Baseball’s family values
Whenever a man says he wants to spend more time with his family, the standard reaction is skepticism.
The phrase has become a joke, code for “I was fired,” “I didn’t get the promotion” or “The FBI caught my bribe on tape.” (Women, by contrast, are taken at their word.)
Now we have a man who really does want to spend more time with his family, and people are outraged. Weird.
The newest Yankee, pitcher Roger Clemens, made team history because his pricey contract allows him to return home to Texas between starts. This means he will miss watching some games and, in the process, destroy baseball as we know it – or so some say.
The Yankees agreed to this arrangement, dubbed the “family plan,” because they had to. Rejection would’ve been a deal-breaker. Another team had already given Clemens scheduling leeway, and he didn’t want to relinquish it.
At 44, he was powerful enough to insist he saw no need to fly around the country just to sit in a dugout and spit. Good for him.
In the process, a tiny ray of capitalism pierced the ornately constructed economics of professional sports, with its caps, reserve clauses, luxury taxes and players to be named later. A poorer team discovered it had something to offer a coveted player like Clemens – time.
It was a bargaining chip that cost them nothing and briefly helped them compete at the negotiating table against richer teams like the Yankees. Capitalism responded this year when the Yankees changed policy to accommodate such a schedule.
Clemens is of an age when it has dawned on him that time is its own currency – to be spent, accumulated, traded away or negotiated for. He broke the silent code of manhood by drawing the line at unproductive face time at the office.
You’d think overworked dads everywhere would cheer. They’re the ones under increasing pressure to be two places at once – at work, beating their brains out against the global economy, and at home, as Dad the Assistant T-ball Coach.
Instead, there are ominous but vague predictions about the Clemens arrangement being Bad for Baseball. Yet, wouldn’t someone who had won so many games be trusted to have a keen eye for what it takes to win?
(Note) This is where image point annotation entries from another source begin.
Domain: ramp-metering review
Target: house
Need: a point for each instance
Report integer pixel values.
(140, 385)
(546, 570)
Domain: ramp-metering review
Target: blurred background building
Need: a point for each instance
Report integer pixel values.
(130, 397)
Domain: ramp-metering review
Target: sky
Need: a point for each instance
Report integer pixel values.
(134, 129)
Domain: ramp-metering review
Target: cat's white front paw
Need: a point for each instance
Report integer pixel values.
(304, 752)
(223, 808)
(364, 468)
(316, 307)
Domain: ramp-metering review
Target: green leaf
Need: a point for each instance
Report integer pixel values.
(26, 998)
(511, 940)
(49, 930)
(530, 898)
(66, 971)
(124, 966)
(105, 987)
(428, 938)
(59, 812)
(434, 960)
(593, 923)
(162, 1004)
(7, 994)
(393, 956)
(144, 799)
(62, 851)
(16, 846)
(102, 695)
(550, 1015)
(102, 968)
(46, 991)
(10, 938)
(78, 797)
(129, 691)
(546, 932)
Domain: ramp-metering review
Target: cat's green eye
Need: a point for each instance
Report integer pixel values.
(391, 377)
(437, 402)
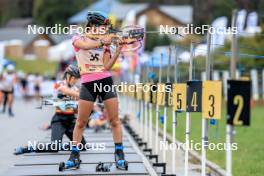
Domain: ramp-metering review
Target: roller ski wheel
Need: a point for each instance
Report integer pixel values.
(61, 166)
(120, 161)
(74, 162)
(122, 164)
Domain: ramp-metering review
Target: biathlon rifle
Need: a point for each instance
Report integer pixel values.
(131, 36)
(63, 104)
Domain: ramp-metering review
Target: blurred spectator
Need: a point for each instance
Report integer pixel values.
(7, 88)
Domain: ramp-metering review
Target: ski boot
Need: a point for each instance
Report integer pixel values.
(120, 161)
(102, 167)
(73, 162)
(22, 150)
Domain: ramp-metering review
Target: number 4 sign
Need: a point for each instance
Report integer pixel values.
(238, 102)
(194, 96)
(212, 99)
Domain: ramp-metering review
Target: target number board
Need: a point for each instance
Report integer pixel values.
(179, 94)
(238, 102)
(194, 96)
(212, 99)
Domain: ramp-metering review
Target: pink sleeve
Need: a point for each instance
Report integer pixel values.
(75, 38)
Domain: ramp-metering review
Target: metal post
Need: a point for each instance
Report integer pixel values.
(263, 84)
(157, 110)
(150, 117)
(174, 115)
(146, 108)
(187, 131)
(205, 121)
(166, 107)
(229, 128)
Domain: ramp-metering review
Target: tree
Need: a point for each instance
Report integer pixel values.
(50, 12)
(153, 40)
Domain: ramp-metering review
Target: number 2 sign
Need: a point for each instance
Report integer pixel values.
(238, 102)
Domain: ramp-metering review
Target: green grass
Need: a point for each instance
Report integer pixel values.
(36, 66)
(248, 159)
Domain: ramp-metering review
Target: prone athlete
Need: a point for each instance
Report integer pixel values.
(63, 121)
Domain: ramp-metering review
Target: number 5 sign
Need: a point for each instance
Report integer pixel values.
(212, 99)
(238, 102)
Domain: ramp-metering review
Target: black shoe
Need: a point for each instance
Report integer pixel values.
(120, 161)
(74, 160)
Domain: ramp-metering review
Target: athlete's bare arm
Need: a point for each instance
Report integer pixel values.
(91, 44)
(108, 61)
(67, 91)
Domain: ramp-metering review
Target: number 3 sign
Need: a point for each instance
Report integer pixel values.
(212, 99)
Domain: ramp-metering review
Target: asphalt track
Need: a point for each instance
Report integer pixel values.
(25, 126)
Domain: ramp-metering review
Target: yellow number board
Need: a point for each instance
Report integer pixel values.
(212, 99)
(139, 91)
(179, 97)
(146, 92)
(161, 94)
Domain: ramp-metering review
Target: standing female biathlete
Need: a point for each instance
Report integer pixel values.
(95, 60)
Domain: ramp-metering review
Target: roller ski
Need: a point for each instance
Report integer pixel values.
(120, 161)
(74, 161)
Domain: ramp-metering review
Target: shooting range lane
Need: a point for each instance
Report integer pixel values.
(48, 163)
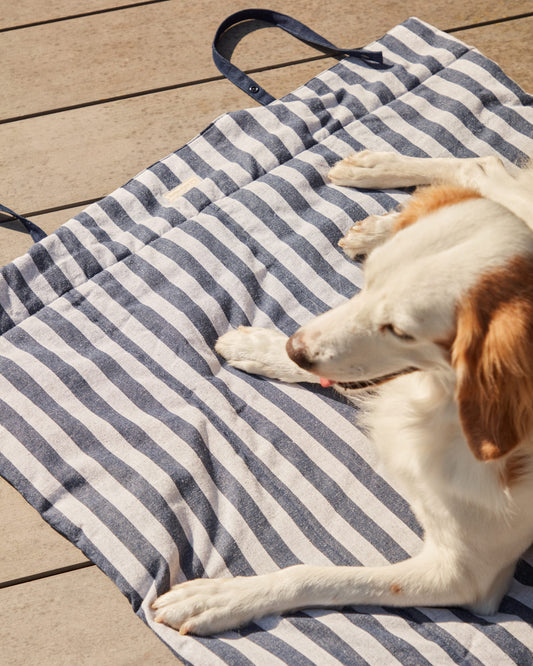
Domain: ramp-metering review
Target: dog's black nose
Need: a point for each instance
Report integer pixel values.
(297, 352)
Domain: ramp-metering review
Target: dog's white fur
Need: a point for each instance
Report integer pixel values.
(448, 301)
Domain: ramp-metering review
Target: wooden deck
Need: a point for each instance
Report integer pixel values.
(94, 91)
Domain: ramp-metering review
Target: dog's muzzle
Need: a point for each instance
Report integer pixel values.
(299, 353)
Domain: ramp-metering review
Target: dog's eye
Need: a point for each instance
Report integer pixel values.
(401, 335)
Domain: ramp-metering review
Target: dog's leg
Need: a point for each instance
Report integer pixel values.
(486, 175)
(206, 606)
(261, 351)
(368, 234)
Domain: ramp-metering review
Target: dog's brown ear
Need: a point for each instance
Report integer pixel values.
(493, 358)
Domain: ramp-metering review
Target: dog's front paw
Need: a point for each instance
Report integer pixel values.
(367, 234)
(367, 169)
(209, 606)
(261, 351)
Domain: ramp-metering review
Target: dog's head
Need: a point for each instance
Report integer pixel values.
(450, 294)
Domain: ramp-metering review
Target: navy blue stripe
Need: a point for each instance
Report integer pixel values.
(151, 320)
(100, 235)
(72, 481)
(326, 638)
(68, 529)
(145, 402)
(15, 280)
(138, 439)
(436, 632)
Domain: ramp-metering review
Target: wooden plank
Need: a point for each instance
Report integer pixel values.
(86, 153)
(29, 545)
(75, 618)
(24, 12)
(144, 48)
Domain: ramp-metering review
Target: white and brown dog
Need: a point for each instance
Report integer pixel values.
(442, 334)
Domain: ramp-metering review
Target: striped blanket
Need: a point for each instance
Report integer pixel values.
(123, 428)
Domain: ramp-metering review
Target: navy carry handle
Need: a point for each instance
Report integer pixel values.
(35, 232)
(293, 27)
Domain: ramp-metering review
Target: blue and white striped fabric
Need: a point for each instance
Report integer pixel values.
(123, 428)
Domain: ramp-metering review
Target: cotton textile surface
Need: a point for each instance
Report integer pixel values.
(134, 440)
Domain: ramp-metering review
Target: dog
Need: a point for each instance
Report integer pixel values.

After all, when the season is really on the line in the playoffs, teams occasionally send a pitcher to the away city a few days in advance so he’ll be fresh for his start. They do this because it will help the team.
The effect would be the same for Clemens. Sparing him months of needless jet lag might reduce wear and tear on that 44-year-old body; at the very least, it will reduce exposure to those tempting airport-terminal Cinnabons.
If he tanks, fans may blame the so-called family plan. But if he succeeds, smart teams may do a 180 to impose the arrangement on all their star pitchers.
This being baseball, however, they’ll give it a more manly name.